Outside, heart hammering, he halted, and in the gloomy dusk of late afternoon scanned the L-shaped colonnaded terrace walk that led from the West Wing offices, past the indoor swimming pool, to the ground-floor entrance into the White House proper. He did not see them at first, and then, at once, he did, as they emerged from behind a white pillar. They were close together as they moved ahead, first President Dilman, then the new young fellow, Agent Ross, a short man, shorter than the President, a half stride behind.

The scene was peaceful and serene, the activity as familiar and routine as every five-thirty stroll he himself had enacted with Dilman in the last two months. Nothing unusual, nothing unexpected, nothing sudden.

False alarm, thank God, Beggs reassured himself, sagging with relief. His pleasure was mitigated only by the anger he had hoarded against that bitch of a colored girl, who had put him through a quarter of an hour of hell simply to be rid of him.

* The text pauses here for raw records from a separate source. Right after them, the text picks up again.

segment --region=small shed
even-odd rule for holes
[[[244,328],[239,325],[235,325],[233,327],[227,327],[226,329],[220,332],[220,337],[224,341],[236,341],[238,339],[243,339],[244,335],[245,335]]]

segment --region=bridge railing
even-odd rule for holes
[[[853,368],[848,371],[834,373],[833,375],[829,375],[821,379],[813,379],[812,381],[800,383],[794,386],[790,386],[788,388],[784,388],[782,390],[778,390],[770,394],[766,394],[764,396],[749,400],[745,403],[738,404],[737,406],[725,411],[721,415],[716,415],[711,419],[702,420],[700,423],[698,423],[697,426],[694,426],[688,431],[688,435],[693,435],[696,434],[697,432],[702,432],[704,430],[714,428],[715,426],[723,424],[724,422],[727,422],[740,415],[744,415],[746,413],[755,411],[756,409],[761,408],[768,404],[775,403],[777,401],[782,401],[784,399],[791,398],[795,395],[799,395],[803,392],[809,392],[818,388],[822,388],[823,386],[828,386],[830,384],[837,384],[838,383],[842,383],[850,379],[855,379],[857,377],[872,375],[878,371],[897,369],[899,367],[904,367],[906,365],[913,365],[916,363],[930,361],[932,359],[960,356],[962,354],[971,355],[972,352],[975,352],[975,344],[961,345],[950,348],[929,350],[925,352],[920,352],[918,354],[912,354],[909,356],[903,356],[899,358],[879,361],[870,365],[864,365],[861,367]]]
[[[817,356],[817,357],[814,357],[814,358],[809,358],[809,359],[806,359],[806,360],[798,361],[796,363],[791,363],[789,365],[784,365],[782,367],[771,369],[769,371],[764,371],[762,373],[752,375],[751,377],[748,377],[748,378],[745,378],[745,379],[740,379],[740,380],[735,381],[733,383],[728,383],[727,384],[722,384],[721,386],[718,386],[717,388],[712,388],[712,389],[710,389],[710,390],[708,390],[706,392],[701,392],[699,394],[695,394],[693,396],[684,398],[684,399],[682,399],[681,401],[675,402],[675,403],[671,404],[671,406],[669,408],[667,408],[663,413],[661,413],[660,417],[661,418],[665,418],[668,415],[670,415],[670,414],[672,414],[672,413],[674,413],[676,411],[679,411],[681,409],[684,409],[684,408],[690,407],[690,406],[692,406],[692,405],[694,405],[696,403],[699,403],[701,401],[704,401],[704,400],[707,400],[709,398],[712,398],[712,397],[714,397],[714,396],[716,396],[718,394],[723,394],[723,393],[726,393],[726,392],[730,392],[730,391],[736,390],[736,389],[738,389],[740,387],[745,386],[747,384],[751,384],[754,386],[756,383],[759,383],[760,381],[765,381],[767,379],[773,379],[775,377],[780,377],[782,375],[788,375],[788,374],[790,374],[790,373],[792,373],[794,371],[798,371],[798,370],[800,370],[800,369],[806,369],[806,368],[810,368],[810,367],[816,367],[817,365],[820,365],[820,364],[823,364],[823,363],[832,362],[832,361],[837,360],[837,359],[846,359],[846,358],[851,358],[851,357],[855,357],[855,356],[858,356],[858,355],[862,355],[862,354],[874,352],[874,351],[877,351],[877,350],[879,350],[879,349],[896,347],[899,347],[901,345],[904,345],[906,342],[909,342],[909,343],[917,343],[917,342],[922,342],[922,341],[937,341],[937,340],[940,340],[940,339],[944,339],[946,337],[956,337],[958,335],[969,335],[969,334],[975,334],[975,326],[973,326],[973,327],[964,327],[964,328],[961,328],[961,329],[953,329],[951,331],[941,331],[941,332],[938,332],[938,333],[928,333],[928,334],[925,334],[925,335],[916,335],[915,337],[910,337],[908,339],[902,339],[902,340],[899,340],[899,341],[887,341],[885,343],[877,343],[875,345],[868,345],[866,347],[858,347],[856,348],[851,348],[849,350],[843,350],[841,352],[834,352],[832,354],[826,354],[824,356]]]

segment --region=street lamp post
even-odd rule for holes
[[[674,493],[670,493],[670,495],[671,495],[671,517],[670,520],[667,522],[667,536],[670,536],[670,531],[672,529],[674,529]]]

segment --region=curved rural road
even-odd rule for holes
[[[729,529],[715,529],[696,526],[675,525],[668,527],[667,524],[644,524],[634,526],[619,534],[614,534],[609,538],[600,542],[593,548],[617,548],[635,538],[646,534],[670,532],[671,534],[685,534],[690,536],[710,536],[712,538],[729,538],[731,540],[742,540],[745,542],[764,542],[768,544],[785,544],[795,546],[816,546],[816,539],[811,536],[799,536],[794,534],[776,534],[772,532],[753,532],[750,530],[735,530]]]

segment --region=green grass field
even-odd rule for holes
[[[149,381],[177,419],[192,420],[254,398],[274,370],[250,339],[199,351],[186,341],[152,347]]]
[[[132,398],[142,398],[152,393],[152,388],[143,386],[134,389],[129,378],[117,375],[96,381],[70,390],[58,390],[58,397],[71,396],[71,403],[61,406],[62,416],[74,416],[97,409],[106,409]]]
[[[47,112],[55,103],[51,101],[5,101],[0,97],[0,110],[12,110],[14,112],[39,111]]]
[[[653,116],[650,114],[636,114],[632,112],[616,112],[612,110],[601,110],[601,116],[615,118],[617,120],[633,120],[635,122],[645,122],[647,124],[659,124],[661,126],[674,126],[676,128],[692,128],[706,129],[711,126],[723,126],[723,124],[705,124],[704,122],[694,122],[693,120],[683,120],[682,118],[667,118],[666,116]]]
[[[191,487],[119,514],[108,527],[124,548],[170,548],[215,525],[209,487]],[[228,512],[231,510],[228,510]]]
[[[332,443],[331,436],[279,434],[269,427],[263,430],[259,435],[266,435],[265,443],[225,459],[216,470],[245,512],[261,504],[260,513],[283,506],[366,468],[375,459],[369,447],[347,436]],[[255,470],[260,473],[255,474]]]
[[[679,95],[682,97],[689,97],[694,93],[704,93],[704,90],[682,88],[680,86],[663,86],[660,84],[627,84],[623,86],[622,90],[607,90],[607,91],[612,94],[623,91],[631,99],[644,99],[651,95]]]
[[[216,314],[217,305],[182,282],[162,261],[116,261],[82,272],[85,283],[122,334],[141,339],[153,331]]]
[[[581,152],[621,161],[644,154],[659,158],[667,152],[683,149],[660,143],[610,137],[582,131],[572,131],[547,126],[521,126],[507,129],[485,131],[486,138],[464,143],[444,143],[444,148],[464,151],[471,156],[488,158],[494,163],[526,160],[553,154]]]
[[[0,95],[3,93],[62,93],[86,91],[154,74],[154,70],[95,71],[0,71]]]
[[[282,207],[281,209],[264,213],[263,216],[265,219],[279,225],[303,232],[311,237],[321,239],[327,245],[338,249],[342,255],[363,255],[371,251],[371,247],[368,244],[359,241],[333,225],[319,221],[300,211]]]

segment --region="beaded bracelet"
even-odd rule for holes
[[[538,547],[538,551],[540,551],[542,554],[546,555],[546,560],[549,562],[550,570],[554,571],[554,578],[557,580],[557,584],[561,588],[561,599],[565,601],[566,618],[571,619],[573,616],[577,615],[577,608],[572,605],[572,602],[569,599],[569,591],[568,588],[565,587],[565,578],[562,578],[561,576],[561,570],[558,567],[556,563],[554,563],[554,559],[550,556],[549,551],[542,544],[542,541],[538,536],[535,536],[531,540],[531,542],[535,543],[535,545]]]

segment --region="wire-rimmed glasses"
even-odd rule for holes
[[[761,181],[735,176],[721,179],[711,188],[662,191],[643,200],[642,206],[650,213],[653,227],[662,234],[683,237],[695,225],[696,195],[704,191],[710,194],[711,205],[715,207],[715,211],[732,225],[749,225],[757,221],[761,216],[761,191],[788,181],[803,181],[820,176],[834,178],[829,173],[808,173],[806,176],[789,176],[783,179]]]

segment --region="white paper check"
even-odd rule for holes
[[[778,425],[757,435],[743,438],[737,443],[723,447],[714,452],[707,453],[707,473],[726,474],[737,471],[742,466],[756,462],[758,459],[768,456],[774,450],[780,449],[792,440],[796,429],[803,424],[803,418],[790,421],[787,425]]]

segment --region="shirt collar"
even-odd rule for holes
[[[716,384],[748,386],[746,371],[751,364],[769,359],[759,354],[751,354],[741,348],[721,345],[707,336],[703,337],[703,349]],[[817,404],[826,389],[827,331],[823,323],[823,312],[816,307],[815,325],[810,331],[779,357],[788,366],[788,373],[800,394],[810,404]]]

About to turn back into the office, he saw that the President had stopped to point out something concerning the barren hedges that separated the cement walk from the historic garden.

Automatically Otto Beggs’s trained eyes examined the leafless hedges, then lifted to inspect the White House Rotunda and Truman Balcony across the way, then lowered to study the bushy Andrew Jackson magnolia tree, then casually took in the depleted flower beds, the group of empty metal patio chairs around the outdoor table, the busy gardener in olive-drab overalls on his knees digging a hole with his trowel for a new plant, the rectangle of the Rose Garden itself off to the right, the-and then it came to him-the unusual and unexpected.

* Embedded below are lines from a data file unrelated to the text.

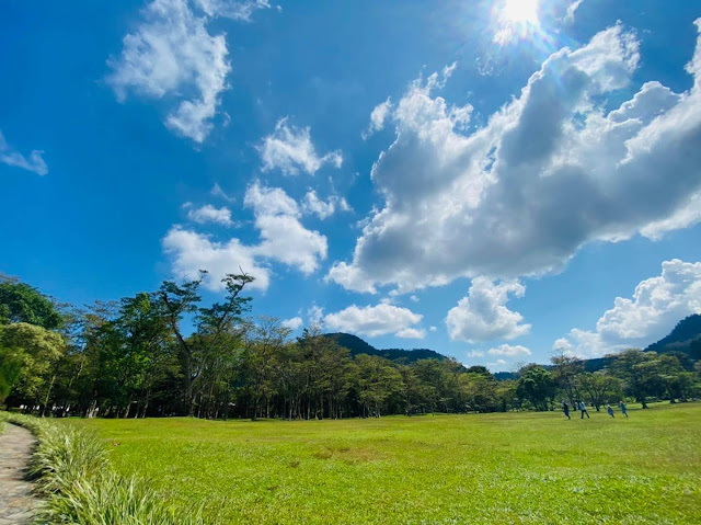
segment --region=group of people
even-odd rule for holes
[[[579,419],[584,419],[585,415],[587,416],[587,419],[589,419],[589,412],[587,412],[587,406],[584,401],[574,400],[572,401],[572,407],[575,410],[579,410],[579,412],[582,412],[582,416]],[[618,403],[618,407],[621,409],[621,413],[628,418],[628,407],[625,404],[625,401],[621,400],[621,402]],[[564,412],[564,414],[567,416],[568,420],[572,419],[570,416],[570,406],[567,404],[567,401],[565,401],[564,399],[562,400],[562,411]],[[611,418],[616,418],[616,415],[613,414],[613,409],[611,408],[610,404],[606,406],[606,411]]]

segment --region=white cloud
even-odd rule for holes
[[[256,254],[296,266],[306,275],[326,259],[326,237],[302,226],[297,203],[283,190],[254,183],[249,186],[244,203],[253,207],[255,227],[261,230]]]
[[[215,182],[215,185],[211,186],[211,191],[209,193],[215,197],[221,197],[229,203],[233,203],[235,201],[235,198],[227,195],[227,193],[221,189],[221,186],[217,182]]]
[[[281,324],[283,327],[289,328],[290,330],[295,331],[299,330],[302,327],[303,322],[301,317],[294,317],[291,319],[285,319]]]
[[[496,362],[494,363],[487,363],[486,364],[487,368],[494,370],[494,369],[504,369],[506,367],[506,361],[504,359],[496,359]]]
[[[579,5],[582,5],[582,2],[584,0],[574,0],[568,7],[567,7],[567,13],[565,14],[564,21],[572,23],[574,22],[574,13],[577,11],[577,9],[579,9]]]
[[[522,324],[524,316],[506,307],[509,294],[522,297],[526,288],[517,281],[494,284],[485,277],[472,281],[468,297],[448,311],[446,324],[452,341],[476,343],[510,340],[525,335],[530,324]]]
[[[503,344],[495,349],[487,350],[486,353],[490,355],[503,355],[506,357],[520,357],[524,355],[530,355],[532,352],[526,346],[521,346],[520,344],[517,344],[515,346],[512,346],[510,344]]]
[[[337,195],[331,195],[327,201],[319,198],[317,192],[313,190],[310,190],[307,192],[307,195],[304,195],[302,210],[306,214],[314,214],[323,220],[331,217],[336,209],[349,212],[350,206],[344,197],[340,197]]]
[[[269,9],[268,0],[195,0],[195,3],[209,16],[251,22],[251,16],[258,9]]]
[[[370,125],[367,130],[363,132],[361,136],[364,139],[368,138],[375,132],[379,132],[384,127],[384,121],[388,116],[390,116],[390,111],[392,109],[392,100],[390,96],[387,98],[384,102],[375,106],[372,112],[370,113]]]
[[[418,328],[405,328],[397,332],[395,335],[402,339],[424,339],[426,336],[426,330]]]
[[[647,346],[692,313],[701,313],[701,263],[674,259],[662,264],[662,275],[641,282],[632,299],[617,297],[596,331],[573,329],[553,346],[582,357]]]
[[[197,209],[189,209],[187,218],[200,225],[215,222],[223,226],[233,226],[231,210],[225,206],[216,208],[211,204],[206,204]]]
[[[323,322],[324,309],[321,308],[320,306],[312,305],[307,310],[307,317],[309,318],[309,323],[312,327],[320,327],[321,323]]]
[[[313,175],[323,164],[341,168],[343,163],[340,151],[319,157],[311,141],[310,128],[290,126],[287,117],[278,121],[275,132],[263,138],[257,150],[263,171],[279,169],[285,175],[297,175],[300,170]]]
[[[357,307],[349,306],[344,310],[324,316],[323,322],[331,330],[349,332],[375,338],[394,333],[406,336],[405,330],[422,320],[423,316],[407,308],[392,305]],[[404,335],[399,335],[404,333]]]
[[[196,16],[186,0],[153,0],[142,10],[135,32],[124,37],[122,55],[107,60],[113,70],[107,82],[119,102],[129,91],[179,99],[165,124],[196,142],[211,130],[231,70],[225,35],[210,35],[206,23],[207,18]],[[185,99],[186,92],[196,95]]]
[[[253,208],[261,237],[257,244],[246,246],[239,239],[216,242],[209,236],[175,226],[163,239],[174,273],[192,277],[200,269],[208,270],[208,286],[221,289],[219,279],[227,273],[238,273],[241,266],[255,277],[253,287],[266,289],[269,274],[265,262],[277,261],[309,275],[326,258],[326,238],[302,226],[297,203],[281,189],[254,182],[246,191],[244,204]]]
[[[395,140],[371,172],[384,205],[353,260],[334,263],[327,278],[409,293],[458,277],[542,275],[588,242],[701,220],[701,44],[688,92],[648,82],[607,113],[639,59],[634,35],[610,27],[550,56],[469,134],[455,116],[464,112],[414,82],[393,106]]]
[[[216,242],[208,236],[175,226],[163,239],[163,250],[172,258],[173,273],[181,277],[196,278],[199,270],[207,270],[205,285],[211,290],[222,290],[220,279],[241,270],[255,277],[250,288],[265,290],[268,287],[268,270],[255,260],[255,250],[239,239]]]
[[[14,166],[16,168],[21,168],[23,170],[31,171],[36,173],[37,175],[45,175],[48,173],[48,167],[44,159],[42,158],[42,153],[44,151],[32,150],[30,153],[30,158],[27,159],[19,151],[12,149],[4,139],[2,132],[0,132],[0,162],[8,166]]]

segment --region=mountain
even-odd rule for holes
[[[651,344],[645,351],[659,354],[683,352],[692,359],[701,359],[701,316],[694,313],[677,323],[669,335]]]
[[[414,350],[402,350],[402,349],[384,349],[379,350],[375,346],[368,344],[363,341],[357,335],[353,335],[350,333],[325,333],[324,336],[334,340],[338,343],[340,346],[344,349],[348,349],[352,355],[358,354],[368,354],[368,355],[379,355],[390,361],[399,361],[405,359],[406,363],[414,363],[418,359],[447,359],[443,354],[435,352],[428,349],[414,349]]]

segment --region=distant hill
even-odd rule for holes
[[[683,352],[692,359],[701,359],[701,316],[694,313],[677,323],[669,335],[645,349],[659,354]]]
[[[368,344],[366,341],[361,340],[357,335],[353,335],[350,333],[325,333],[324,334],[329,339],[333,339],[338,345],[344,349],[348,349],[352,355],[358,354],[368,354],[368,355],[379,355],[390,361],[399,361],[405,359],[406,363],[414,363],[418,359],[447,359],[443,354],[435,352],[428,349],[414,349],[414,350],[402,350],[402,349],[384,349],[379,350],[375,346]]]
[[[333,339],[341,346],[348,349],[352,355],[368,354],[379,355],[390,361],[403,359],[406,363],[414,363],[418,359],[447,359],[443,354],[434,350],[428,349],[376,349],[371,344],[361,340],[357,335],[350,333],[326,333],[326,338]],[[669,352],[682,352],[692,359],[701,359],[701,316],[693,315],[686,319],[682,319],[677,323],[669,335],[660,339],[656,343],[651,344],[645,349],[645,352],[657,352],[660,354]],[[611,362],[607,357],[596,357],[593,359],[583,359],[584,369],[586,372],[597,372],[609,365]],[[690,362],[692,363],[692,362]],[[545,368],[550,368],[551,365],[543,365]],[[497,372],[494,377],[498,380],[517,379],[518,374],[513,372]]]

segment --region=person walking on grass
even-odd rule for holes
[[[625,406],[625,403],[623,402],[623,400],[621,400],[621,402],[620,402],[620,403],[618,403],[618,406],[619,406],[619,407],[620,407],[620,409],[621,409],[621,413],[628,418],[628,407]]]
[[[562,400],[562,411],[565,413],[568,420],[572,419],[570,418],[570,406],[567,404],[567,401],[565,401],[564,399]]]

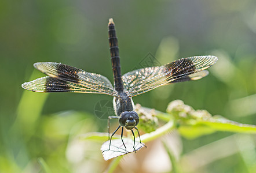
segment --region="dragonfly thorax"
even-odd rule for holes
[[[120,115],[119,122],[121,126],[131,130],[138,124],[140,119],[135,111],[125,111]]]

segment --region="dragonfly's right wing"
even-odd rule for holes
[[[217,60],[217,57],[214,56],[182,58],[163,66],[128,72],[123,75],[122,79],[130,96],[134,96],[175,81],[182,82],[200,78],[207,74],[204,70]],[[196,73],[203,70],[204,72],[196,74]]]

Beggs’s neck stiffened. His gaze shifted back to the gardener, the gardener in olive-drab overalls, their color almost blending him and losing him against the magnolia tree. The gardener straightened, stood up, rubbing his back, then reached down to pick up his plant, and slowly began working his way from the magnolia tree, unobtrusively, diagonally, across the carpet of lawn toward the spot where the President and Ross still stood, absorbed in their horticultural conversation.

As if propelled by instinct, Beggs stealthily moved to his left across the cement walk, toward the corner turn, toward the ramp leading down to where the President and Ross were talking. Beggs’s narrowed eyes never left the gardener. From eighty feet, he could not make out the laborer clearly, except to see that he was a squat, husky Negro carrying a plant, to all outward appearances absorbed in his work, going toward the chrysanthemum bed and naked hedges and white colonnades.

An innocent and customary pastoral scene, a prosaic scene to be observed daily from his post outside the President’s office, the gardeners, their plants, their tools, something that went on in the daylight and sun of repeated mornings and afternoons. But-Beggs’s mind wondered, as he moved: oddity one, an unfamiliar Negro gardener, he could not remember a Negro, the opposite in build of this husky person, yet Dilman, being Negro, could certainly have hired another recently; oddity two, a gardener at work in the dusk, scant minutes before night, a gardener alone when all the regulars had gone home, a gardener planting at an hour when planting was never done, impossible.